Acute dystonic reaction or dystonia is characterized by involuntary muscles contractions of the extremities, face,neck, abdomen, pelvis, or larynx in either sustained or intermittent patterns that lead to abnormal movements or postures. The movement disorder can rapidly worsen within a few hours or days. The disorder can be life-threatening if it reaches larynx as it may cause respiratory obstruction.

The present case study describes the condition of a 12 years old who was presented with eye deviation, trismus, and hypertonia of the limb and was admitted to the pediatric emergency department. He had undergone upper gastrointestinal endoscopy 1 day prior as a regular examination for duodenal ulcer. He had been administered haloperidol (total 4.5 mg) intravenously for sedation because he had exhibited a drug rash suspected to be a reaction to previously administered midazolam.

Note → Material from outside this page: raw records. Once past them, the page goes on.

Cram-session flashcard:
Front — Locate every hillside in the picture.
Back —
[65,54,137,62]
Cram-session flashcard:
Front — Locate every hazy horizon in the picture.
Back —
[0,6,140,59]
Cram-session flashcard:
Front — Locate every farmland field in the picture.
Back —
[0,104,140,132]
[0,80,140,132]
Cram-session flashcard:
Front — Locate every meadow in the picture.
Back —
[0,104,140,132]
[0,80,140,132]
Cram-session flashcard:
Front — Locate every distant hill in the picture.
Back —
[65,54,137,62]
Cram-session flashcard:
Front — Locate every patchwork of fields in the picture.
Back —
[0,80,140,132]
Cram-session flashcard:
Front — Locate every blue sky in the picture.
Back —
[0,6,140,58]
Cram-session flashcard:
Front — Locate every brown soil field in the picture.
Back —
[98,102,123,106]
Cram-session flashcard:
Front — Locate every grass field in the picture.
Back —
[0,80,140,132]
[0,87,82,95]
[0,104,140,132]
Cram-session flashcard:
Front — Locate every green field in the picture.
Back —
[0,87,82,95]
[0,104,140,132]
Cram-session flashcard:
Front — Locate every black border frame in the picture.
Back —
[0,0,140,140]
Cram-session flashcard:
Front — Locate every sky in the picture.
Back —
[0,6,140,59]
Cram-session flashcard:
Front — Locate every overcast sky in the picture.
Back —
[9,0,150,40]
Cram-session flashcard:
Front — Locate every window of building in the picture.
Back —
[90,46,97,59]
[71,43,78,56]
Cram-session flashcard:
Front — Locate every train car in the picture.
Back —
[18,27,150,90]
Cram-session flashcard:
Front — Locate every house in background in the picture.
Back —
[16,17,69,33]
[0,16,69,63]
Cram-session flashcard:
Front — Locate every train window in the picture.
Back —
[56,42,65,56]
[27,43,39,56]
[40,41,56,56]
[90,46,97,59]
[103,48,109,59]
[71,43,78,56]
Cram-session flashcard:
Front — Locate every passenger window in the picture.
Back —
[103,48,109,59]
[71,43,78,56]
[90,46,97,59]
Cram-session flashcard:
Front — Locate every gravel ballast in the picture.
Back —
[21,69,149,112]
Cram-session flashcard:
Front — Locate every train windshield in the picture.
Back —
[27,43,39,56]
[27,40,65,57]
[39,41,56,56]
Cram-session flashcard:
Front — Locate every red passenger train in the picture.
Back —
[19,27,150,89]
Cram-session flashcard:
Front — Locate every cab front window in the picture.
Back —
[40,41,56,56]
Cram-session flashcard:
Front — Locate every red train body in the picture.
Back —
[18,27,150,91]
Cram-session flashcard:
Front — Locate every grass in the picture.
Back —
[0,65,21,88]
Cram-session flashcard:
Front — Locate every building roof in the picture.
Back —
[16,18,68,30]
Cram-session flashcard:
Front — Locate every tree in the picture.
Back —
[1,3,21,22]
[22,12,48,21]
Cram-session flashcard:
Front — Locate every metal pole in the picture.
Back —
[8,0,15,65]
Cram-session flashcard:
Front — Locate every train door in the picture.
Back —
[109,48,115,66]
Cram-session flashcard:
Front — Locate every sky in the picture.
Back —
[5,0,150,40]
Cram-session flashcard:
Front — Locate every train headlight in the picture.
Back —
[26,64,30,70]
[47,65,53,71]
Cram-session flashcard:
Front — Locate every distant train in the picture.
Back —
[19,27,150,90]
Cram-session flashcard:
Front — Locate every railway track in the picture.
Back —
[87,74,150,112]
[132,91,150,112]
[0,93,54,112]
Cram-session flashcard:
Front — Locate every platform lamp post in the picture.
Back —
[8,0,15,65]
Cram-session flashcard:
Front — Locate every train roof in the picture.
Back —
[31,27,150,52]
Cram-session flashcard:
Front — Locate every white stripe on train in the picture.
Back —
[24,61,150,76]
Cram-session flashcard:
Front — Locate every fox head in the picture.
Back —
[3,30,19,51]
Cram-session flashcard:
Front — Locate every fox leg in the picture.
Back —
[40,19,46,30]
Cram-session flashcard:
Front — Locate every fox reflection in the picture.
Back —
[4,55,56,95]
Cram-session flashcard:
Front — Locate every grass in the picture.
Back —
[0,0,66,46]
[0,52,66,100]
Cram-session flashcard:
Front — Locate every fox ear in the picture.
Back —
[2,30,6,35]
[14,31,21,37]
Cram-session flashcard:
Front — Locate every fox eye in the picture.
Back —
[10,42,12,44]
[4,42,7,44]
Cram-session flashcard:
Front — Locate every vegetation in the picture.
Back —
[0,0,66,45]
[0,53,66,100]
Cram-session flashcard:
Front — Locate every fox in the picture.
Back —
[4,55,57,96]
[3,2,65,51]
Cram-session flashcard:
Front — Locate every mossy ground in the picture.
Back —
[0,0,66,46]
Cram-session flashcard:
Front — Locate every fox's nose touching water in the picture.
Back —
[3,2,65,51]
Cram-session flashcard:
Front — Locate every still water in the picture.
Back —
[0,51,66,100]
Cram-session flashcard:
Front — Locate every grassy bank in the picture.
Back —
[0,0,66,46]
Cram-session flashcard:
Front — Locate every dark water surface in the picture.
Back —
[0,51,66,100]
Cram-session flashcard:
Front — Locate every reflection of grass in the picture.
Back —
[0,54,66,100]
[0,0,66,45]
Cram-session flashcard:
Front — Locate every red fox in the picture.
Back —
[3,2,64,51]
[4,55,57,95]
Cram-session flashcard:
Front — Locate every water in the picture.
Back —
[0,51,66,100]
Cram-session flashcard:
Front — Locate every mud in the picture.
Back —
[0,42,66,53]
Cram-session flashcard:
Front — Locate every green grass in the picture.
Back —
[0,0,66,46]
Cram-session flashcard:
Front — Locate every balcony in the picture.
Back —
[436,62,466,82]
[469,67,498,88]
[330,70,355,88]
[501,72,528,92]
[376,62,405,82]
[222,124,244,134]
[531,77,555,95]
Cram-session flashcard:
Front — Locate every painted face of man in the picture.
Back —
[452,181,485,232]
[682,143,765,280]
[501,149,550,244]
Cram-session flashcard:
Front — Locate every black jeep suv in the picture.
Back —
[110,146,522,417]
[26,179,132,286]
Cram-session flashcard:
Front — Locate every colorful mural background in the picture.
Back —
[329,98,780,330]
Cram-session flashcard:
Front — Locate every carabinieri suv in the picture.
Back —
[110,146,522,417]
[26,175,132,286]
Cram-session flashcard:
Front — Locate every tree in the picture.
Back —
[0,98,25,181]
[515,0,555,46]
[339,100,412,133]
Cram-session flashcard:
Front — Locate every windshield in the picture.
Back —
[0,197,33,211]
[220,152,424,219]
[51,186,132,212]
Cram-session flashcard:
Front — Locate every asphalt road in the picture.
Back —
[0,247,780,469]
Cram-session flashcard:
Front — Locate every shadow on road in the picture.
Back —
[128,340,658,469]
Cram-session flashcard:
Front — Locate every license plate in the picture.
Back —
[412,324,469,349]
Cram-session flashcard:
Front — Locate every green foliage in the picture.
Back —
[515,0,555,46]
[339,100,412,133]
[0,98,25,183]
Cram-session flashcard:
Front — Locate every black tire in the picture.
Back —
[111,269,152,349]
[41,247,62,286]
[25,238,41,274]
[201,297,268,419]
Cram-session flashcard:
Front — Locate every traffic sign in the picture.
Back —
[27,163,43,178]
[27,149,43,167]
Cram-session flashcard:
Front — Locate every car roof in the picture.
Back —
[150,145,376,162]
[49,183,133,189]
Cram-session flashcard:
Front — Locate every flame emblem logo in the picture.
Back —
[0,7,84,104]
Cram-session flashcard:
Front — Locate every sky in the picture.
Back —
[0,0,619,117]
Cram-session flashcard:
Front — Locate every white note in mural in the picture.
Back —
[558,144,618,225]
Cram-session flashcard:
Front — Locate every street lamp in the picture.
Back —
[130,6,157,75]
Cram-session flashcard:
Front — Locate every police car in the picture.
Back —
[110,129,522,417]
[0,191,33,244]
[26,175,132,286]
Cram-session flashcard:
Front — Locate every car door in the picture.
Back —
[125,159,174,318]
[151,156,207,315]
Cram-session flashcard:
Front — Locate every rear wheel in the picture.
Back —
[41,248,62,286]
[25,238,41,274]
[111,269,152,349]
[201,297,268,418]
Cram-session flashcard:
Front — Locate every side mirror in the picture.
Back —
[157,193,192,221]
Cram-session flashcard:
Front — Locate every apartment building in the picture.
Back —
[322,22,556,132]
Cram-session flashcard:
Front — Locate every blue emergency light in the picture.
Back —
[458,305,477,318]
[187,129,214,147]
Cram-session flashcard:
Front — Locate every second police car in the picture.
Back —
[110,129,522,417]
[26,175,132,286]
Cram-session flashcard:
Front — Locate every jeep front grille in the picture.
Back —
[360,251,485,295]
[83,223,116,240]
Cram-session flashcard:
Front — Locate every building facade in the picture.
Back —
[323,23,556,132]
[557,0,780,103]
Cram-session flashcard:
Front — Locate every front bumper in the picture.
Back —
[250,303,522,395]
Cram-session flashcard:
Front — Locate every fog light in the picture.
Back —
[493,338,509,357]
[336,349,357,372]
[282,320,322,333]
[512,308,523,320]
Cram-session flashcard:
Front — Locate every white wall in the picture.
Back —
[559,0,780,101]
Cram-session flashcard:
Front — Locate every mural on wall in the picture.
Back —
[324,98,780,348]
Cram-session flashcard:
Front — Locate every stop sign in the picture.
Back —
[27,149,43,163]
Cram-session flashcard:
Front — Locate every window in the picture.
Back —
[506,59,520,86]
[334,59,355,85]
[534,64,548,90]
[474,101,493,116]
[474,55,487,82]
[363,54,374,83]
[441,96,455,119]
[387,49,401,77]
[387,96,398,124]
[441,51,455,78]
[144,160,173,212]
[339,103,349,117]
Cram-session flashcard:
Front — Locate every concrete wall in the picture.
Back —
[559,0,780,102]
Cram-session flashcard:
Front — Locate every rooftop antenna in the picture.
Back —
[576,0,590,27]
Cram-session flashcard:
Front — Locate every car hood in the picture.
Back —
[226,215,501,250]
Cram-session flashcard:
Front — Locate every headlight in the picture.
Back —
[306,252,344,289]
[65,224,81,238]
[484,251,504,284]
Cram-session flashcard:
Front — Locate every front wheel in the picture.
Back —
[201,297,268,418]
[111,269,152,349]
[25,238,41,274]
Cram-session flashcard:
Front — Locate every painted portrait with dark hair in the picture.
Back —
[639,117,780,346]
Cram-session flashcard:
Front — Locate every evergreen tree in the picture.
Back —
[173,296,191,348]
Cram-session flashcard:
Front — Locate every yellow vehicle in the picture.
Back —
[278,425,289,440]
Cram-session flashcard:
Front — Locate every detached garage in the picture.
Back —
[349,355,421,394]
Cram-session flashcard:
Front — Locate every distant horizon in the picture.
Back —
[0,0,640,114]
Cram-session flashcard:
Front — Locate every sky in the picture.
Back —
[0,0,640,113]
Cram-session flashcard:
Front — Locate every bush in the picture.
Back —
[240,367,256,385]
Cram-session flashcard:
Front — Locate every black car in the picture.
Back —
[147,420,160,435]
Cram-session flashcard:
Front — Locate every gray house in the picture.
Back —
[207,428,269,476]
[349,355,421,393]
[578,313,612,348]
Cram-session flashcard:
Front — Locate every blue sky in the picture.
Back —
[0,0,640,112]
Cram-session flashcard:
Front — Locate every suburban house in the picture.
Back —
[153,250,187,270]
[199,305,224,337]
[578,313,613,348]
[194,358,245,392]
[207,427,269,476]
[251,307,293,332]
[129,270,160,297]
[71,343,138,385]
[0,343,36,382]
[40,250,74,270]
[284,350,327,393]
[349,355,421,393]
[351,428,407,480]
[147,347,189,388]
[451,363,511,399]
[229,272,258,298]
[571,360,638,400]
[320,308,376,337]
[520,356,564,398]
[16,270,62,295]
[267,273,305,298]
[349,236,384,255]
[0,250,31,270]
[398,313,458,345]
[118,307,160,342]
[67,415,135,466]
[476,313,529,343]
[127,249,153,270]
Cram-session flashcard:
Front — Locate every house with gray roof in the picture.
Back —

His symptom developed during exercise about 24 hours after the administration of haloperidol. He had not been administered antipsychotics, including haloperidol and antiemetics, previously. He had no history of drug abuse or alcohol intake. He had no known allergy. At the emergency department, the patient exhibited trismus, left deviation of the lip, lip-smacking, puckering and pursing, jaw swinging and chewing, torticollis, opisthotonus, hypertonia of the limb, and action tremor. The symptoms were observed while he was awake but disappeared when he was asleep.

The symptoms disappeared with the administration of hydroxyzine. Rapid diagnosis was important in this case because laryngeal dystonia is a potentially life-threatening complication due to upper airway obstruction.

“Considering the risk of side effects, doctors who are not accustomed to administering pediatric anesthesia should consult a pediatrician and/or an anesthesiologist prior to administration of anesthetics to pediatric patients.” concluded the authors.